E: “Nel suo repertorio ha tantissime canzoni che la gente ricorda a distanza di anni. Tra queste “Stupida” o “Immobile” dove è venuta fuori tutta la sua bravura. SI è percepito il suo stile sia umano che artistico. Una dote che mi piacerebbe approfondire o per osmosi recepire da lei questa sua sana leggerezza. Una cosa che a me manca”.

Cosa pensate della solidarietà femminile?

A: “Penso che le donne insieme hanno una potenza molto grande. Noi ci siamo volute bene sin da subito, siamo cresciute con gli stessi valori e principi. Speriamo di essere portavoci di condivisione femminile”.

E: “Non credo molto nella solidarietà femminle, sono poche quelle che preferiscono condividere ma preferiscono il ruolo da prima donna. Questo succede anche tra uomini. Dipende tutto da quanto una persona sia risolta dentro, quando sa bene chi sei e quanto vali. Non è vero che la solidarietà c’è sempre. Noi siamo un piccolo esempio che le cose belle possono accadere”.

Sanremo 2012: Alessandra ospite di Emma. Cosa ricordate di quell’esperienza?

E: “Non dimenticherò mai quel Sanremo. Quando l’ho vista scendere le scale con quell’abito nero e lungo ho pensato: “Mi posso fidare”. Era un palco importante, per il quale ho da sempre provato rispetto e ammirazione. Ero alle prime armi, ne avevo fatto un altro con i Modà. Poi questo da sola e nella serata dei duetti l’ho fatto con una persona di cui mi fido che è un altro aspetto importante nella musica”.

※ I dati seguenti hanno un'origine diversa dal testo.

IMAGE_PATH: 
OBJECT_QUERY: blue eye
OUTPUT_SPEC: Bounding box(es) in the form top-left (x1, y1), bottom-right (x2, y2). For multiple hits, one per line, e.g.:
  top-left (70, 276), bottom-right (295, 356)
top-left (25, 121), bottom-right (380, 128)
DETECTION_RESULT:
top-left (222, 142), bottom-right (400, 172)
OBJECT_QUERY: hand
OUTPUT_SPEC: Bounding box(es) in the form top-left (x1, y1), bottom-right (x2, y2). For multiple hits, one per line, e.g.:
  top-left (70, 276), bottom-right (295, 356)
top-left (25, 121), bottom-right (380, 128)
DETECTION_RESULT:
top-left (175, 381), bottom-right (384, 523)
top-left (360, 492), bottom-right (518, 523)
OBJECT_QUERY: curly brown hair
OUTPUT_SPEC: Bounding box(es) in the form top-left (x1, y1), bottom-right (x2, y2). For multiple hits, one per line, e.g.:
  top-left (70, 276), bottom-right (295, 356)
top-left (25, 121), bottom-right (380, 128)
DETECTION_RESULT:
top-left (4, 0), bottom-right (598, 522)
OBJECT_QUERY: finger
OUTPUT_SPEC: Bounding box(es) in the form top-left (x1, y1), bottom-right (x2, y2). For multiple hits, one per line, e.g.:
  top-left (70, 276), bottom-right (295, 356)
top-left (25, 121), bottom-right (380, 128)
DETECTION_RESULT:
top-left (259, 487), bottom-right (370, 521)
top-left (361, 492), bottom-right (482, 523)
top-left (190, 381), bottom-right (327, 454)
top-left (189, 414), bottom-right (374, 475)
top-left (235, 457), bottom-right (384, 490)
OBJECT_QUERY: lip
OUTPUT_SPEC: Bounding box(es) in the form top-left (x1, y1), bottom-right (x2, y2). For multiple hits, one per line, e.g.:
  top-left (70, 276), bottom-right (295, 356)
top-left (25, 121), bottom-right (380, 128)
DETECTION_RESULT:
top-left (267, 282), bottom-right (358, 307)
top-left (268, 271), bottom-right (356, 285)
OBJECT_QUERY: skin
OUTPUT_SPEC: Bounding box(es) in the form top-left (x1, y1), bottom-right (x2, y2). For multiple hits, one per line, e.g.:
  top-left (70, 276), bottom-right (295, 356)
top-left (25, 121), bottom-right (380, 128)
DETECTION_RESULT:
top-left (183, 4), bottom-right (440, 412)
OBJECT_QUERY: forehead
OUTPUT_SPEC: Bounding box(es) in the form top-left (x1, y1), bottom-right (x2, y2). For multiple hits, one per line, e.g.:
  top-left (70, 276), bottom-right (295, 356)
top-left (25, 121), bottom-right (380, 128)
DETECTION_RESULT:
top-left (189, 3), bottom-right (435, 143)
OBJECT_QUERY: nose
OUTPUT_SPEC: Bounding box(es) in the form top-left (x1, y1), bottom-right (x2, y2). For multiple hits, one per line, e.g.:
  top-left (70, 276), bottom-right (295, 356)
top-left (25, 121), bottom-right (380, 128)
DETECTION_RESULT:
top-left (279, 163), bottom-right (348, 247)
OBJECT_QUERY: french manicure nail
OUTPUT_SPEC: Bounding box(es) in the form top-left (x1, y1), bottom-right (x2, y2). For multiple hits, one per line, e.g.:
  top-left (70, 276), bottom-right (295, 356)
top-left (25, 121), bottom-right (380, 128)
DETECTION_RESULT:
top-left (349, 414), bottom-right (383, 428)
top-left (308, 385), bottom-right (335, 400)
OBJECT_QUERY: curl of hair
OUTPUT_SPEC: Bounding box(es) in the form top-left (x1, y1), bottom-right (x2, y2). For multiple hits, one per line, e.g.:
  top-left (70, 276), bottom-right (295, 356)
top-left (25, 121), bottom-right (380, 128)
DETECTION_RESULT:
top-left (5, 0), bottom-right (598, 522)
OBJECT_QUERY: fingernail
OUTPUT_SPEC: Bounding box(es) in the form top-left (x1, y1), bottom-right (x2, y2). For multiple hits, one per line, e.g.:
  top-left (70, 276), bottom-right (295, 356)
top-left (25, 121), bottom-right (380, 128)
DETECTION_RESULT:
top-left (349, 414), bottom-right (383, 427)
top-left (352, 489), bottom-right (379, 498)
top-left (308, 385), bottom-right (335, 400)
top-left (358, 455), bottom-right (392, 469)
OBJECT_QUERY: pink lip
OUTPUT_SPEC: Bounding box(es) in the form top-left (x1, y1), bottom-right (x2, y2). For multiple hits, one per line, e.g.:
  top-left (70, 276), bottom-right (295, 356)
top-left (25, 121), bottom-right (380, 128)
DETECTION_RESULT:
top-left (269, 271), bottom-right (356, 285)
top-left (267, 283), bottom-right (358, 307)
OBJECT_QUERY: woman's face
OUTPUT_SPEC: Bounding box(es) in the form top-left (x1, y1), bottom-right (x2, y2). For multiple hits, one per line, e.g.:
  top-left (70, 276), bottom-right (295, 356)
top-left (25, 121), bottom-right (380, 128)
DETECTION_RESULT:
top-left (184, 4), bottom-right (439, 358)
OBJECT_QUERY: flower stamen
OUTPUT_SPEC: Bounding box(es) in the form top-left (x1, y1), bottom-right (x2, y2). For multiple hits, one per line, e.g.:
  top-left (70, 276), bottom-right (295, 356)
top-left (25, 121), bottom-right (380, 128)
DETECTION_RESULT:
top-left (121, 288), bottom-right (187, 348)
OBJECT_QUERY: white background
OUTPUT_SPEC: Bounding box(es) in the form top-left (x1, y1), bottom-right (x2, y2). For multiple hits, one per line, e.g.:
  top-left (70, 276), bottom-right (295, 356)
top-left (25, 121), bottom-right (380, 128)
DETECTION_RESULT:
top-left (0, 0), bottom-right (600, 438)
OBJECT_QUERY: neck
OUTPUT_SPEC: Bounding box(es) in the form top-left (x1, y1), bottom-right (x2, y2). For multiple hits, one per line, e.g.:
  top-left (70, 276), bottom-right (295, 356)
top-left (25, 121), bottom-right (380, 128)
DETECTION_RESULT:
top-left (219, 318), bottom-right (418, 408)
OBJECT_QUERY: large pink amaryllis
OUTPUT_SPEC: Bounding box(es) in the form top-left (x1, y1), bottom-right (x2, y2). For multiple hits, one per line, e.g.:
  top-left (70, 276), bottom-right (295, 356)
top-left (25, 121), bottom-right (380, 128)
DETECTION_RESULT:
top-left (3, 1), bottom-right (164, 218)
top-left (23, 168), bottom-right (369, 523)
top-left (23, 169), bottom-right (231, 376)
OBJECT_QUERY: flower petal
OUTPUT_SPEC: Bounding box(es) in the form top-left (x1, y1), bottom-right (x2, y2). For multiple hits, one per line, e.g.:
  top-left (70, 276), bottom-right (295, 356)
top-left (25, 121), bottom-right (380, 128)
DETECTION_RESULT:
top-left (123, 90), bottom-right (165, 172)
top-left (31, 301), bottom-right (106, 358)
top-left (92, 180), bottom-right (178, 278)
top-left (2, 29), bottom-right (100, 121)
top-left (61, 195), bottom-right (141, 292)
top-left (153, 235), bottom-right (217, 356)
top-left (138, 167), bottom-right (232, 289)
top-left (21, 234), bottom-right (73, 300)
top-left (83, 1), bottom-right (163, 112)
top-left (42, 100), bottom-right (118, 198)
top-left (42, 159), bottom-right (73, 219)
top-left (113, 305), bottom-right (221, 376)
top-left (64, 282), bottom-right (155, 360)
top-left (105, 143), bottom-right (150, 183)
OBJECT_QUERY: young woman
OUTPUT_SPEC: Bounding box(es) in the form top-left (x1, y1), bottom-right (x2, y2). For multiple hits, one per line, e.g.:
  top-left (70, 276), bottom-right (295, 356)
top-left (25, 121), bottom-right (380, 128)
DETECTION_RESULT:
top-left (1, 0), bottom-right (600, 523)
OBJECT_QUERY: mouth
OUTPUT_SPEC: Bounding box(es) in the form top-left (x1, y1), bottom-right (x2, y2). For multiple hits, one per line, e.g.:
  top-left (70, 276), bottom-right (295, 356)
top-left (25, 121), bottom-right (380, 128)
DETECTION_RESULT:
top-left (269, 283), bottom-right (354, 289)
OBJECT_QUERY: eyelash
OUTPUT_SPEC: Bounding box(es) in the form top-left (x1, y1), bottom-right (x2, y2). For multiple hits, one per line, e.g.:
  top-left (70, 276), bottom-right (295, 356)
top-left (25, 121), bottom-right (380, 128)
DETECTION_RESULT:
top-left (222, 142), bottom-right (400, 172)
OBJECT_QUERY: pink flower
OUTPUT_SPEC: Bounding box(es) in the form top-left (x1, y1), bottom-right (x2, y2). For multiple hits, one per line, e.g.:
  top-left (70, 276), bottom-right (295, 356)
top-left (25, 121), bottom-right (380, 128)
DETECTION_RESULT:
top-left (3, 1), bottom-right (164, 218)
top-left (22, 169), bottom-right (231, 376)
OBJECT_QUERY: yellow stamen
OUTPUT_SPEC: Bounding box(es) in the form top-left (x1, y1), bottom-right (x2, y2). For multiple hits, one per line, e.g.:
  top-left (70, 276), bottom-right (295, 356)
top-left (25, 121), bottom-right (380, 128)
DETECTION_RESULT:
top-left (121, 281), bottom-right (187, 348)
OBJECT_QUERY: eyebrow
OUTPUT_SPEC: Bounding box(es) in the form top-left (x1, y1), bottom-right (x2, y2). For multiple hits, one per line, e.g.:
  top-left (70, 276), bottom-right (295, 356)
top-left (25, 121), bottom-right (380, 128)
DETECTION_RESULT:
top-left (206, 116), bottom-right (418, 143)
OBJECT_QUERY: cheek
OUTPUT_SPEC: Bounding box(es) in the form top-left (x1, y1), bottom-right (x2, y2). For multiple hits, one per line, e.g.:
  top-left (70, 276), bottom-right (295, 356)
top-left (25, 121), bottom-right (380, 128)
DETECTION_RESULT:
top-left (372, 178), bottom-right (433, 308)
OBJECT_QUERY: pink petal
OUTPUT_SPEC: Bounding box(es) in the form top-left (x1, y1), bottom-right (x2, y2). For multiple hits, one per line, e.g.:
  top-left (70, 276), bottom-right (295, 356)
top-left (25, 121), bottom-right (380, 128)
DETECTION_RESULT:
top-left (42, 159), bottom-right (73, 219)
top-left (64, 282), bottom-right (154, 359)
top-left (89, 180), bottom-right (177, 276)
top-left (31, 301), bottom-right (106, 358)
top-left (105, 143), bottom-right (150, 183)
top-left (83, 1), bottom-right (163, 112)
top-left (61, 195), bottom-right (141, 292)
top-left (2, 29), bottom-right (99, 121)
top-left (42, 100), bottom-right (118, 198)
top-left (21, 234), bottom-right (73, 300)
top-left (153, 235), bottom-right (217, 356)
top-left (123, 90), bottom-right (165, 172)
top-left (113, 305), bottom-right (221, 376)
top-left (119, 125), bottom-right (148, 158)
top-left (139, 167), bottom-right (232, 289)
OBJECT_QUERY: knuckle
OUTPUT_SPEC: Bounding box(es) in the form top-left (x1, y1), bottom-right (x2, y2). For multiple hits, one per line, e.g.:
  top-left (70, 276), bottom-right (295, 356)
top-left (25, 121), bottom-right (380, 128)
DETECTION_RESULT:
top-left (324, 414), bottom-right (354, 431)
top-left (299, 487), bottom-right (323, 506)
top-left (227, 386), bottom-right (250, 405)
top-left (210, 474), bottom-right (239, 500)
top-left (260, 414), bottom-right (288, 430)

A: “Avevo una paura tremenda: le gambe mi tremavano. A parte l’abito e i tacchi con le scale, mi interessava la performance sul palco. Ancora oggi guardandola negli occhi mi sono tranquillizzata”

Sanremo 2021: ospiti o conduttrici?

Emma: “Direttore di palco (scherzo). Io e Alessandra non ci siamo mai tirate indietro a delle richieste, accogliendo tutto sempre con grande amore, rispetto. Facciamo questo lavoro con grande rispetto per stare sul palco e con la gente. Siamo ben contente di esserci nel caso in cui ci invitassero.”

Con l’amore come va?

“Abbiamo imparato l’amore per noi stesse… oltre al fatto che ci vogliamo tanto bene”.